Se você está começando a investir, uma dúvida comum é: Tesouro Direto ou CDB, qual desses investimentos oferece melhor rentabilidade? Essa é uma pergunta importante para quem quer iniciar com segurança e boa rentabilidade. Entender as características de cada opção ajuda na escolha certa para o seu perfil.
O que é / Como funciona
Tesouro Direto é um programa do governo federal onde é possível comprar títulos públicos pela internet. Esses títulos funcionam como um empréstimo que você faz ao governo, que paga juros em troca. Existem vários tipos, com rentabilidade prefixada, pós-fixada ou atrelada à inflação.
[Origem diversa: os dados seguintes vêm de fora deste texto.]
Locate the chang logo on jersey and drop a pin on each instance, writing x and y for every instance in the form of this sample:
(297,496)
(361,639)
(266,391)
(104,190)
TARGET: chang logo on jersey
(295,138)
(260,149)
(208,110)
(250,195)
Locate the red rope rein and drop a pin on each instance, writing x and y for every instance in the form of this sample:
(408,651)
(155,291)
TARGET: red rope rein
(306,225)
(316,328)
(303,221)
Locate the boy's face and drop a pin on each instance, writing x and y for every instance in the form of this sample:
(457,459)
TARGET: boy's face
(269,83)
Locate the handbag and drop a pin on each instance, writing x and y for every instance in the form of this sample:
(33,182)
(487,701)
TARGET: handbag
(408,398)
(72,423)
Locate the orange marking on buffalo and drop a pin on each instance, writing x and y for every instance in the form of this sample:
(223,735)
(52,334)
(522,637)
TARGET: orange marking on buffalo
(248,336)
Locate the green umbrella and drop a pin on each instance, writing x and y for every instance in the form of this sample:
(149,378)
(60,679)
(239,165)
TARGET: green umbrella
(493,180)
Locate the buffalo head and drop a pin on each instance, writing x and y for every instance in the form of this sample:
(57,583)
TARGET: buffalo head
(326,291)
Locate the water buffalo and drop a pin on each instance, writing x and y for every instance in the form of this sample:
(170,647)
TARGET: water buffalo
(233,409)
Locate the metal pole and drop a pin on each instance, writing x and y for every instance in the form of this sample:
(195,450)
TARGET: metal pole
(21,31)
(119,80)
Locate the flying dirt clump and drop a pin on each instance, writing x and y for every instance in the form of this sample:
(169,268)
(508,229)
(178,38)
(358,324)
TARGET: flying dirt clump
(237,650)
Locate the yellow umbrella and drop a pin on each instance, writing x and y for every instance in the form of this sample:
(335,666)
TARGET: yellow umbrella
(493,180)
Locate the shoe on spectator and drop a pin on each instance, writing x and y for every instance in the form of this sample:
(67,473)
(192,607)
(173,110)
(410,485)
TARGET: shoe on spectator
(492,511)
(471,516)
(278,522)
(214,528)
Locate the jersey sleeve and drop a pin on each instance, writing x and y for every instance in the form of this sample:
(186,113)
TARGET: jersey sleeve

Já o CDB (Certificado de Depósito Bancário) é um título privado emitido por bancos e financeiras. Comprando um CDB, você empresta dinheiro para a instituição financeira e recebe juros como retorno. A rentabilidade pode ser pré-fixada, pós-fixada ou atrelada ao CDI, que é a taxa usada em empréstimos entre bancos.
Vantagens e benefícios
O Tesouro Direto é considerado um investimento seguro, pois o risco de calote do governo é baixo. Além disso, permite investimentos com valores pequenos, ideal para iniciantes. Você pode escolher títulos que acompanham a inflação, protegendo seu dinheiro contra a perda do poder de compra. Outro ponto é a liquidez diária, que facilita o resgate antes do vencimento.
Os CDBs podem oferecer rentabilidades maiores que o Tesouro Direto se você buscar produtos de bancos menores ou de financeiras que pagam mais juros para atrair investidores. Além disso, muitos CDBs contam com a garantia do Fundo Garantidor de Créditos (FGC) até o limite de R$ 250 mil, garantindo seu dinheiro em caso de falência do banco. Alguns CDBs são isentos de taxas, facilitando o investimento.
Cuidados e pontos de atenção
No Tesouro Direto, o principal ponto é a oscilação do preço dos títulos se vendidos antes do vencimento, o que pode afetar o valor final. Outro cuidado é com a tributação: o imposto de renda é descontado no resgate ou no vencimento, seguindo a tabela regressiva.
Já nos CDBs, atenção para o banco emissor: instituições menores podem pagar mais, mas representam maior risco. Também observe o prazo e as condições de liquidez, já que alguns CDBs têm carência e cobram IOF se resgatados em poucos dias. A tributação para CDBs é similar ao Tesouro Direto, seguindo o mesmo modelo regressivo de imposto de renda.
Como solicitar / começar
Para investir no Tesouro Direto, basta abrir uma conta em corretora ou banco que ofereça o serviço, como XP, Modal ou BTG Pactual. Com a conta aberta, você pode acessar o site do Tesouro Direto e escolher o título que mais combina com seu objetivo. O processo é 100% online e simples.
Já para investir em CDB, você pode procurar bancos digitais como Inter, Neon ou PagBank, que oferecem esse tipo de investimento com facilidade no aplicativo. Também corretoras de investimentos como Rico e Ágora facilitam a compra de CDBs de várias instituições, permitindo comparar rentabilidades e prazos.
Conclusão
Escolher entre Tesouro Direto ou CDB depende do seu perfil e objetivos. Para quem busca segurança, liquidez diária e proteção contra inflação, o Tesouro Direto geralmente é a melhor opção. Se o objetivo é rentabilidade maior e você aceita riscos moderados, CDBs de bancos menores podem ser interessantes.
O importante é começar a investir, entender o funcionamento e escolher produtos adequados ao seu planejamento financeiro. Com educação financeira, mesmo iniciantes podem alcançar bons resultados e segurança nos investimentos.